With the finest amateur golfers from around the region converging at Nanshan International Golf Club this week for the Asia-Pacific Amateur Championship it gives The R&A’s director of research and testing, Dr Steve Otto, the perfect opportunity to advise and educate the players about the finer aspects of the Rules regarding grooves, which come into effect for elite-level amateurs on 1 January 2014.
These Rules, which were introduced to the professional game in 2010, were designed to place the emphasis back on accuracy from the tee. Improvements in technology over the years had resulted in players being able to generate a similar amount of spin from the rough as the fairway, negating any advantage players had in hitting the cut grass – the so-called “bomb and gouge” approach to the game.
“We weren’t seeing any correlation between accuracy and success,” said Otto, 46, a former staff scientist for NASA who joined The R&A in 2004 to head up the governing body’s club testing facility in St Andrews. “But with the change in the groove Rules we’ve seen a change in the way the ball spins from the rough – there’s less control and we now see more balls finish beyond the flag.
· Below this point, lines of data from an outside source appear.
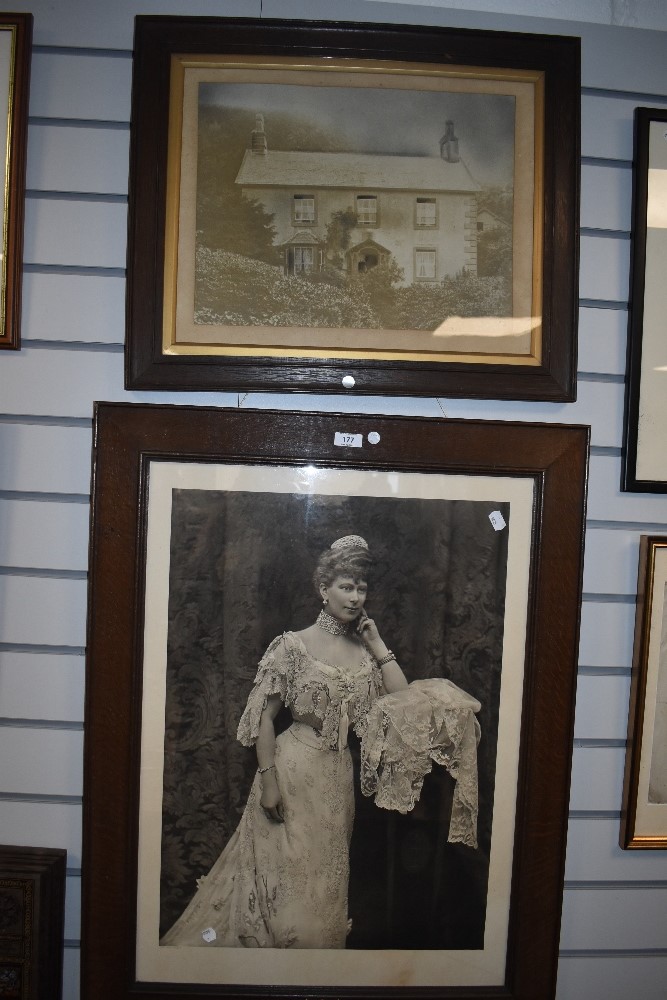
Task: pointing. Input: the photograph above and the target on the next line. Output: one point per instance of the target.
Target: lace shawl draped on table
(433, 720)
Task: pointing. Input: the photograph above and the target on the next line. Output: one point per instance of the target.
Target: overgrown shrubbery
(423, 307)
(238, 291)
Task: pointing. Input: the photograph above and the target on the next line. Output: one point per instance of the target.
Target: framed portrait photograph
(644, 815)
(15, 52)
(313, 201)
(32, 920)
(330, 686)
(644, 459)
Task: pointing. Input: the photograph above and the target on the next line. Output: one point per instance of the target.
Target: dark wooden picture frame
(644, 811)
(16, 32)
(134, 443)
(644, 468)
(165, 346)
(32, 919)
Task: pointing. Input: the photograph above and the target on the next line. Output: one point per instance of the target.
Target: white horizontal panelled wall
(614, 937)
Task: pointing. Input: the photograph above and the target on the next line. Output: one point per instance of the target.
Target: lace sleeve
(431, 720)
(271, 678)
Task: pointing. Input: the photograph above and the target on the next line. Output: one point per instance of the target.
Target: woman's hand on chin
(368, 631)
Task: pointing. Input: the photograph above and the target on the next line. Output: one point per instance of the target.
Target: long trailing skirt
(282, 885)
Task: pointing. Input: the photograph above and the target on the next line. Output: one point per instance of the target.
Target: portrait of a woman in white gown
(351, 720)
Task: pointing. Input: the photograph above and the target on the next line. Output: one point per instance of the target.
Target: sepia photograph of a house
(375, 210)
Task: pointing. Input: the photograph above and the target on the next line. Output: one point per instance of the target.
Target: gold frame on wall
(15, 50)
(644, 813)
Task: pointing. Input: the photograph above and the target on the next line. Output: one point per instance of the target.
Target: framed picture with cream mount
(644, 812)
(206, 525)
(392, 205)
(644, 459)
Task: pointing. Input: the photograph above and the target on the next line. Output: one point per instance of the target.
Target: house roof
(361, 171)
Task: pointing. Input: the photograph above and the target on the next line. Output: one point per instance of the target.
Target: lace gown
(285, 885)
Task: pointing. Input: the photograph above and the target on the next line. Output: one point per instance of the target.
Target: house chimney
(449, 144)
(258, 138)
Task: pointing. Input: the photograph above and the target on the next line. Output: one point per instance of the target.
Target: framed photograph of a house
(311, 201)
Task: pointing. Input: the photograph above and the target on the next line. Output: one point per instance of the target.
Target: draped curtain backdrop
(241, 573)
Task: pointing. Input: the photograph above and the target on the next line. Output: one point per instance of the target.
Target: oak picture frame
(202, 307)
(644, 809)
(32, 904)
(543, 467)
(16, 43)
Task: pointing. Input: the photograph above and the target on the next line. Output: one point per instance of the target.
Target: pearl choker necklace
(331, 624)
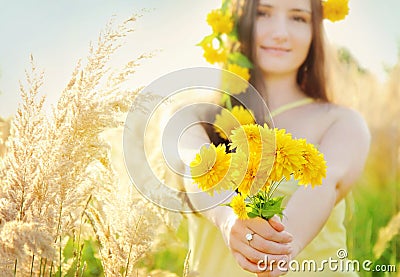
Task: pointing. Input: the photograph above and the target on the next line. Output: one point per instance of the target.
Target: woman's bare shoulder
(346, 120)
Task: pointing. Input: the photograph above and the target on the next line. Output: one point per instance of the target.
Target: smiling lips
(275, 50)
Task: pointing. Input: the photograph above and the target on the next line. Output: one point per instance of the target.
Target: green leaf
(252, 215)
(273, 207)
(240, 59)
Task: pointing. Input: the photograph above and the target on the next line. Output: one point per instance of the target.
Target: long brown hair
(311, 74)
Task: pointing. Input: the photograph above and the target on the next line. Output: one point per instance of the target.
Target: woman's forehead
(288, 4)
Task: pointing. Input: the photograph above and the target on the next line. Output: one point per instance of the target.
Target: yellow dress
(211, 257)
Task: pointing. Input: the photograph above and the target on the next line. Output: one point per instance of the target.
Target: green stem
(51, 268)
(33, 260)
(15, 267)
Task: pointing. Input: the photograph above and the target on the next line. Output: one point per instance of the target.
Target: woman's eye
(299, 19)
(263, 13)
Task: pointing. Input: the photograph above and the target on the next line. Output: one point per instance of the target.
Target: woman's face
(283, 35)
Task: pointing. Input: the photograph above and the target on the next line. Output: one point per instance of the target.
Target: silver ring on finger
(249, 237)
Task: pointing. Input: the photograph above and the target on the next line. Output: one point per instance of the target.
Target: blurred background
(366, 74)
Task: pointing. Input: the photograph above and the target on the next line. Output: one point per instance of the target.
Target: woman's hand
(270, 242)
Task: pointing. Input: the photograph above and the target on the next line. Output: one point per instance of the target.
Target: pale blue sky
(57, 33)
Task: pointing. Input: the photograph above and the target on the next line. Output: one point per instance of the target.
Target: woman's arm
(345, 146)
(269, 237)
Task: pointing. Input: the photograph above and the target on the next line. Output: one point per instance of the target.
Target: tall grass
(59, 191)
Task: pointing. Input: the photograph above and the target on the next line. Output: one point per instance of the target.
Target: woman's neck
(281, 89)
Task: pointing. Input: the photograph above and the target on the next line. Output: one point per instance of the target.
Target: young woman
(284, 40)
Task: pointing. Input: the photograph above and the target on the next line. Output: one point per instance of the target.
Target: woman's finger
(271, 247)
(264, 229)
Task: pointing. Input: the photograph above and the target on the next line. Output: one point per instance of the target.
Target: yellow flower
(214, 55)
(209, 169)
(220, 22)
(227, 120)
(312, 172)
(252, 138)
(288, 157)
(335, 10)
(239, 206)
(250, 172)
(232, 84)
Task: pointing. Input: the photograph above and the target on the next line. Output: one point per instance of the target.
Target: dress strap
(292, 105)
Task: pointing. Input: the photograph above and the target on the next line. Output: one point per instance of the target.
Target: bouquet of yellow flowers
(254, 163)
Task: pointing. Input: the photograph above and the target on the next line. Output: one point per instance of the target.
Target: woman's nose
(280, 30)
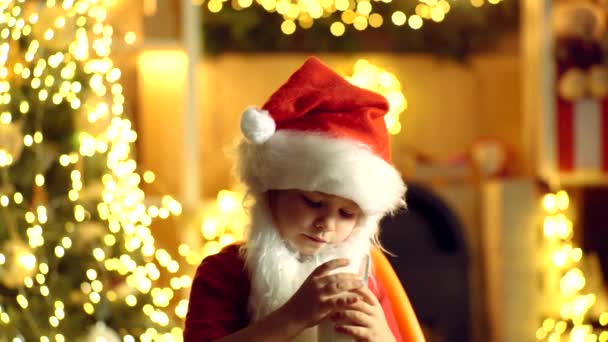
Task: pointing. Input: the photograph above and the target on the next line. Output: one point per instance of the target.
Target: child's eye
(346, 213)
(311, 203)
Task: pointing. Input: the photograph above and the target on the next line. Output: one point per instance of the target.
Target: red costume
(219, 297)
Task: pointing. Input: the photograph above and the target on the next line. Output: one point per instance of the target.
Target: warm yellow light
(288, 27)
(562, 200)
(415, 22)
(604, 319)
(337, 29)
(130, 38)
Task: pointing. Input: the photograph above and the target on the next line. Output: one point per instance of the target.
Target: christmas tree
(77, 257)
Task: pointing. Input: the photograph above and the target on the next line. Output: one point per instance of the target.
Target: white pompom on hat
(318, 132)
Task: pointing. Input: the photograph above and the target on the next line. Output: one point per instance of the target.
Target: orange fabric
(402, 308)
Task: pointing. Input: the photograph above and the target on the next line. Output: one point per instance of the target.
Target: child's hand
(363, 319)
(319, 295)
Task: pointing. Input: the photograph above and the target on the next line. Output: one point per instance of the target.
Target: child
(316, 161)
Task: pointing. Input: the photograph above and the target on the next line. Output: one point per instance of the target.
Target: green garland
(465, 30)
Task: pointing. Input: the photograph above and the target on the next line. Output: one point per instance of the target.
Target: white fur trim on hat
(316, 162)
(257, 125)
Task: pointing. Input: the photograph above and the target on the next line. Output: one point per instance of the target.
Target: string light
(574, 304)
(61, 75)
(359, 13)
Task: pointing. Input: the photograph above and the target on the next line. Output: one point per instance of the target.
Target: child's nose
(325, 223)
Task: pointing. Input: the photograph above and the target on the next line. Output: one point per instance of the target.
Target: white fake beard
(277, 270)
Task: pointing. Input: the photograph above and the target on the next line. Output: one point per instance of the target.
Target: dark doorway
(431, 260)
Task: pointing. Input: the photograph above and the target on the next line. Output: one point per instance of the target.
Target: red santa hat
(318, 132)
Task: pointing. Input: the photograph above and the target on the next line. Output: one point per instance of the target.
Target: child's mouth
(315, 239)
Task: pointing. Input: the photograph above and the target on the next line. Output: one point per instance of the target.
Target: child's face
(311, 220)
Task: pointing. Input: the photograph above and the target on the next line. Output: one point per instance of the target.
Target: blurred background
(118, 119)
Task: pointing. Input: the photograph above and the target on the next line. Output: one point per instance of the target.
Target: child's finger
(330, 265)
(336, 283)
(367, 295)
(352, 317)
(358, 332)
(361, 306)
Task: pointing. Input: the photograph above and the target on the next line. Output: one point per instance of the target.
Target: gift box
(582, 136)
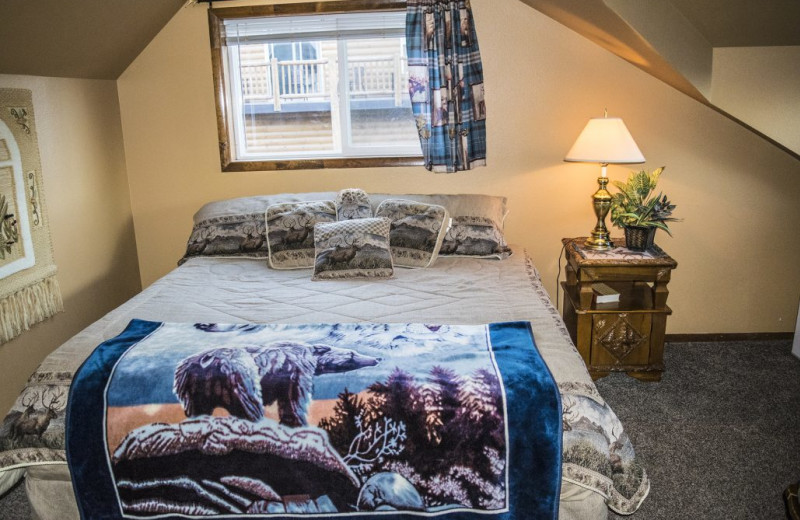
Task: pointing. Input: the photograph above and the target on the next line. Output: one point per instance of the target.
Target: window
(313, 88)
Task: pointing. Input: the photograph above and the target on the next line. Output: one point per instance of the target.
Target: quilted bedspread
(597, 453)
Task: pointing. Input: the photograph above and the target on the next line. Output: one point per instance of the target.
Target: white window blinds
(384, 24)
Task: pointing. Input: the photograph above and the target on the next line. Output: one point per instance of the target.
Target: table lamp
(604, 140)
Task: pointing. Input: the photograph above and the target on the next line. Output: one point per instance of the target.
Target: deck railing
(307, 80)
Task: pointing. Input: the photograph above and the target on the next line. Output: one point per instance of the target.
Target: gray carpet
(719, 435)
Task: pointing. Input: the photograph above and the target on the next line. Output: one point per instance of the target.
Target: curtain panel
(446, 84)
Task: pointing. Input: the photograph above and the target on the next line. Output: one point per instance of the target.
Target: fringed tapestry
(446, 84)
(29, 291)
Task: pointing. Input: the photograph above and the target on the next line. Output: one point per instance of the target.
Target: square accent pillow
(476, 237)
(417, 231)
(353, 249)
(353, 203)
(290, 232)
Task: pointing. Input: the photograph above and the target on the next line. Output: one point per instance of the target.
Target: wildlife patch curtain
(29, 292)
(446, 84)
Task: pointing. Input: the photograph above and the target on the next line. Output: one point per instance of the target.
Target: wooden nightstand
(627, 336)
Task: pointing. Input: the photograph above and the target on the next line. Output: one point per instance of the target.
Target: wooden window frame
(216, 17)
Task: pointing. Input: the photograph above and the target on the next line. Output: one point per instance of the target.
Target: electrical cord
(558, 275)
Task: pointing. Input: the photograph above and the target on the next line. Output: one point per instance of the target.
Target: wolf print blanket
(255, 421)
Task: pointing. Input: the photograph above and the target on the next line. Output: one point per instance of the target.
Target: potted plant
(638, 212)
Commentators call those shots ‘flyers’ and it’s all about the grooves.”
The majority of equipment introduced since 2010 should conform to these “new” Rules – they feature limited groove volume and groove edge sharpness – but golfers can be a fickle bunch and many retain a favoured club or two from before that time – and there’s a chance that those clubs do not meet the new specifications.
“We’ve been testing this week and about ten per cent of the players have clubs that they may not be able to use in 2014,” said Otto, whose job it is to evaluate anywhere between two and four thousand clubs from around three hundred club manufacturers a year back at The R&A’s facilities in St Andrews.
The actual testing process takes around 20 minutes per set.
“Half of those players may have known they’d need to make the change for 2014, but the other half didn’t. It’s important for them that they know what they can and can’t use – since ultimately it’s the players’ responsibility to use conforming clubs. I’m here to raise awareness and to provide support,” continued Otto.
While Otto said The R&A won’t conduct random checks on players’ equipment after the turn of the year, the penalties for carrying non-confirming clubs during tournament play will be severe: disqualification if the club is actually used or a two-shot penalty for every hole the club has been in the bag.
Regular club golfers are exempt from this Rule until 2024 but with the majority of new equipment meeting the modified Rules there should be a gradual transition.